[Intel-gfx] [PATCH 24/51] drm/i915: Update deferred context creation to do explicit request management

Fri Feb 27 05:50:54 PST 2015

On Fri, Feb 27, 2015 at 12:45:19PM +0000, John Harrison wrote:
> On 25/02/2015 21:15, Daniel Vetter wrote:
> >On Wed, Feb 18, 2015 at 03:27:38PM +0000, John Harrison wrote:
> >>On 13/02/2015 12:15, Chris Wilson wrote:
> >>>On Fri, Feb 13, 2015 at 11:48:33AM +0000, John.C.Harrison at Intel.com wrote:
> >>>>From: John Harrison <John.C.Harrison at Intel.com>
> >>>>
> >>>>In execlist mode, context initialisation is deferred until first use of the
> >>>>given context. This is because execlist mode has many more contexts than legacy
> >>>>mode and many are never actually used.
> >>>That's not correct. There are no more contexts in execlists than legacy.
> >>>There are more ringbuffers, or rather the contexts have an extra state
> >>>object associated with them.
> >>Okay, I should have said sub-contexts. Or context state objects. Or
> >>something.
> >per-engine ctx state? Naming stuff is hard ;-)
> >
> >>>>>Previously, the initialisation commands
> >>>>were written to the ring and tagged with some random request structure via the
> >>>>OLR. This seemed to be causing a null pointer deference bug under certain
> >>>>circumstances (BZ:40112).
> >>>>
> >>>>This patch adds explicit request creation and submission to the deferred
> >>>>initialisation code path. Thus removing any reliance on or randomness caused by
> >>>>the OLR.
> >>>This is upside down though. The request should be referencing the
> >>>context (thus instantiating it on demand) and nothing in the context
> >>>allocation requires the request. The initialisation here should be during
> >>>i915_request_switch_context(), since it can be entirely shared with
> >>>legacy.
> >>>-Chris
> >>The request does reference the context - the alloc_reques() function takes a
> >>context object as a parameter. Thus it is impossible for the request to be
> >>used/supplied/required during context creation. The issue here is the lazy
> >>initialisation of the per ring context state which requires sending commands
> >>to the ring on first usage of the given context object on the given ring.
> >>
> >>One problem is that the initialisation request and the batch buffer request
> >>cannot be merged at the moment. They both use request->batch_obj for
> >>tracking the command object. Thus this patch only works due to the deferred
> >>intialisation occurring during the i915_gem_validate_context() call very
> >>early on in execbuffer() rather than as part of the context switch within
> >>the batch buffer execution which is much later.
> >My request struct doesn't have a batch_obj pointer. Where is that from and
> >why do we need it? Atm just chasing Chris' comments, haven't read the full
> >series yet.
> It should do! It was added way back in June 2013 by Mika in 'drm/i915: add
> batch bo to i915_add_request()'. So unless someone has removed it again
> since I last fetched a tree, you should definitely have it.
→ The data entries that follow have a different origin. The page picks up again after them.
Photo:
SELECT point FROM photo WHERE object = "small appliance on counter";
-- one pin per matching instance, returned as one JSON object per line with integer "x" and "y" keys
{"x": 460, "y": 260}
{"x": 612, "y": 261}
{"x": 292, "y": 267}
I must have been blind. Now I've found both the batch_obj and how it's
used in the renderstate. And that usage looks wrong since
request->batch_obj is used to assign blame to userspace batches for
arb_robustness gpu hang stats. The render state init batch is created by
the kernel, per definition userspace can't be responsible for hangs in
there.

Imo we should replace the batch obj argument in i915_gem_render_state_init
with NULL.

Would this allow you to resolve the inversion Chris brought up? Or is
there something else which would prevent us from putting the deferred
render ring init into the same request as the first execbuf?
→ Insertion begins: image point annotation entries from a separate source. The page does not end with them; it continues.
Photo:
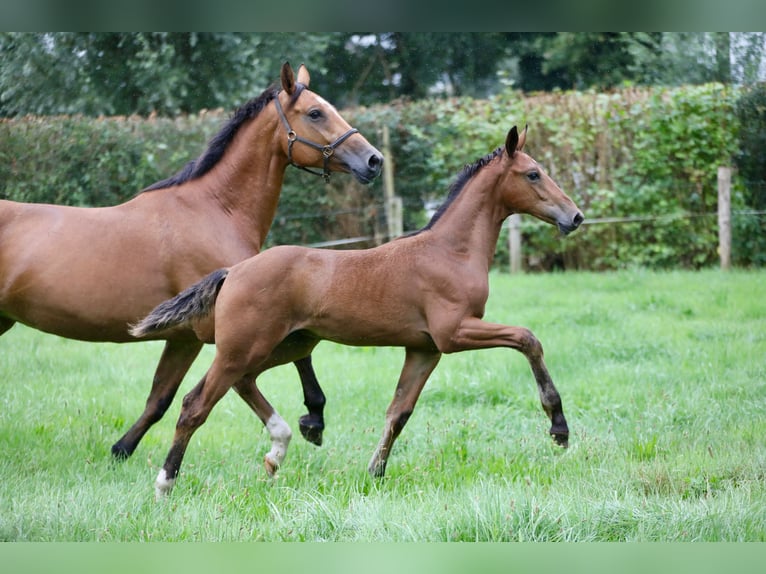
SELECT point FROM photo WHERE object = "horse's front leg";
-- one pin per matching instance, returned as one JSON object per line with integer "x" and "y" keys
{"x": 312, "y": 423}
{"x": 418, "y": 366}
{"x": 473, "y": 333}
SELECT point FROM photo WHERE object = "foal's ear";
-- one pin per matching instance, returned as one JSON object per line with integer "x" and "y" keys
{"x": 522, "y": 138}
{"x": 511, "y": 141}
{"x": 303, "y": 76}
{"x": 288, "y": 78}
{"x": 514, "y": 141}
> >>I'm not sure what you mean by i915_request_switch_context(). The existing
> >>i915_switch_context() does now take just a request structure rather than a
> >>ring/ringbuf/context mixture. However, it is not really a good idea to do
> >>the context switch automatically as part of creating the request. The
> >>request creation and request execution could be quite separated in time,
> >>especially with a scheduler.
> >>
> >>It should be possible to move the deferred initialisation within the context
> >>switch if the object tracking can be resolved. Thus they could share the
> >>same request and there would not be effectively two separate execution calls
> >>at the hardware level. Again, that's potentially work that could be done as
> >>a follow up task of improving the context management independent of the
> >>current task of removing the OLR.
> >I think the biggest risk with adding a separate request for the lrc
> >deferred init is in accidentally nesting request when someone moves around
> >the lrc validation. Atm it's at the top of execbuf but we tend to shuffle
> >things around a lot.
> >
> >Is there some simple WARN_ON we could smash into the alloc function to
> >make sure this never happens? ring->olr would be it, but since we want to
> >kill that that's not great. Or do I see risks which aren't really there?
> >-Daniel
> 
> There is a WARN_ON that the batch object in the request structure does not
> get overwritten. Although, that could only happen if the lazy setup and the
> batch buffer execution were sharing the same request. Nesting multiple
> requests shouldn't really be a problem. Without the OLR, there is no
> globally shared state. Having multiple requests being created in parallel is
> fine. The lazy context setup must be completed before the execbuffer is
> executed otherwise Bad Things are going to happen irrespective of request
> usage. So even if the execbuffer request is created first, the lazy setup
> will still happen at the right time without breaking the execbuffer's
> request.

Ok, sounds like we'd be covered. I just wanted to make sure we're not
ignoring potential issues here, but if requests are free-standing already
as-is (well after this series) we're hopefully fine.
-Daniel
-- 
Daniel Vetter
Software Engineer, Intel Corporation
+41 (0) 79 365 57 48 - http://blog.ffwll.ch